After our weekend in Yakima Canyon, it stayed hot, and the fires kept sizzling. The Washington State Department of Natural Resources closed all public lands in the eastern part of the state a week later. There have been more than 900 fires burning across Washington by mid-July, and the DNR, which also manages lands, was stretched thin. There aren’t enough rangers to oversee the illegal campfires and manage current burns. Playing by the rules was not the rule on public land.
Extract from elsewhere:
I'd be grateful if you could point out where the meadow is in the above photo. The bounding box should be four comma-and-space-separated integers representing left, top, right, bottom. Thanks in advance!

“Keeping the public safe is our number one priority. If there were a fire, we would be past the education point,” says Laurie Benson, acting division manager at the DNR. “We value the use of our lands for recreation. We want people to be out there, but we have to keep people on our lands safe.” The DNR does not take closures lightly. The agency never closed such huge areas before last year. But in the past nine months, it’s done so twice due to the intense fire danger. “It was a difficult decision. While Benson acknowledged there was a lot to consider, her goal is to have these landscapes available in the future. The DNR will open up again as soon as the fire danger drops, but Benson does not anticipate that happening very soon.

In order to avoid worse losses later, we must give up things we like now. We must make sacrifices if we don’t want to continue suffering.

We’ll have to let go of the forest as a result of climate change: if you can’t stop yourself from lighting a novelty campfire-even if it’s too cold or there’s a burn ban-land managers will shut it down. In order to avoid worse losses later, we must give up things we like now. The sacrifices will only increase if we don’t.

This is the most authoritative and specific climate report ever released by the Intergovernmental Panel on Climate Change. Unsurprisingly, it painted a dark and urgent picture of our future. Climate change will cause more extreme storms on the East Coast, and fires on the West Coast. During the Midwest tornado season, soil moisture will decline. Winter will be less frequent if you love it. We’ve baked in so many emissions that things will get worse in 30 years. Within ten years, we need to curb emissions to zero if we hope for a livable planet.

The most important conclusion of the report was that time is being wasted and action is imperative. Our behavior must change, or we are going to suffer catastrophic consequences. The future will be less harsh if we reduce emissions now or maintain healthy forests. Clearly, there are many areas where we need to do better, as the report explains. In addition to structural changes, personal efforts will have to be taken as part of the effort.

Unless we can collectively change behavior for the greater good, we’re screwed. Going without a fire isn’t such a huge sacrifice to me, since I love sitting around a fire around which I can tell stories and poke flames. Losing access to the outdoors for an entire season is a major blow. For the rest of our lives, this summer could be the best.

Eastern Washington is not the only area suffering from fires. The state of Montana passed a law prohibiting fishing after midafternoon because fish become stressed and fry in the heat. Search and rescue personnel are unable to work in Phoenix because the temperatures are too dangerous to perform rescue operations. I have a new nephew in western Massachusetts breathing in wildfire smoke from the West Coast due to too warm lakes and toxic algae spreading.

Anger, frustration, and grief are all part of my feelings. Feeling ineffective and hamstrung is frustrating to me. I’m upset with the government, with the gas companies, with the bros that throw bean bags by the fire three campsites away.

My thoughts have been focused this summer on the impacts that individual actions can have on public health, and how freedom means being accountable and working toward a greater good. Summers from now on will allow us to sit by smoke-free rivers rather than a campfire. Time is running out to take action.